バイデン「新政権」人事 国務長官にブリンケン氏、中国名指し批判は期待できず 「トランプ路線」の変更鮮明に (1/2ページ)

 米大統領選で当選確実が報じられた、民主党のジョー・バイデン前副大統領の「新政権」人事が続々と固まりつつある。外交のかじ取り役である国務長官に、オバマ前政権で国務副長官を務めたアントニー・ブリンケン氏を、財政・金融政策を担当する財務長官に、前連邦準備制度理事会(FRB)議長のジャネット・イエレン氏を指名する方向になった。米中新冷戦が指摘されるなか、これらの顔ぶれを、どう見るべきなのか。

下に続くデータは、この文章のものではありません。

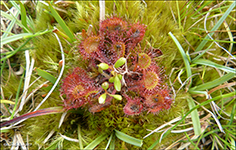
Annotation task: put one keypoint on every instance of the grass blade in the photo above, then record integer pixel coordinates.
(3, 101)
(15, 51)
(17, 95)
(109, 141)
(203, 43)
(10, 26)
(128, 139)
(184, 56)
(23, 16)
(62, 23)
(196, 107)
(97, 141)
(212, 64)
(46, 75)
(41, 112)
(213, 83)
(195, 117)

 ブリンケン氏は、ハーバード大学卒でコロンビア大学法科大学院修了のエリート。副大統領時代のバイデン氏の国家安全保障問題担当補佐官を務め、その後、オバマ政権の国務副長官に昇格した。過激派組織「イスラム国」(IS)の戦いや、アジア太平洋リバランス(再均衡)政策などに携わった。

 当初、国務長官候補に名前が浮上した「親中派」のスーザン・ライス元大統領補佐官は、上院の承認が困難として見送られたようだ。

 外交・安保関連では、NSC(国家安全保障会議)を統括する補佐官(国家安保問題担当)には側近のジェーク・サリバン氏、国連大使に黒人女性のリンダ・トーマスグリーンフィールド氏の起用も発表した。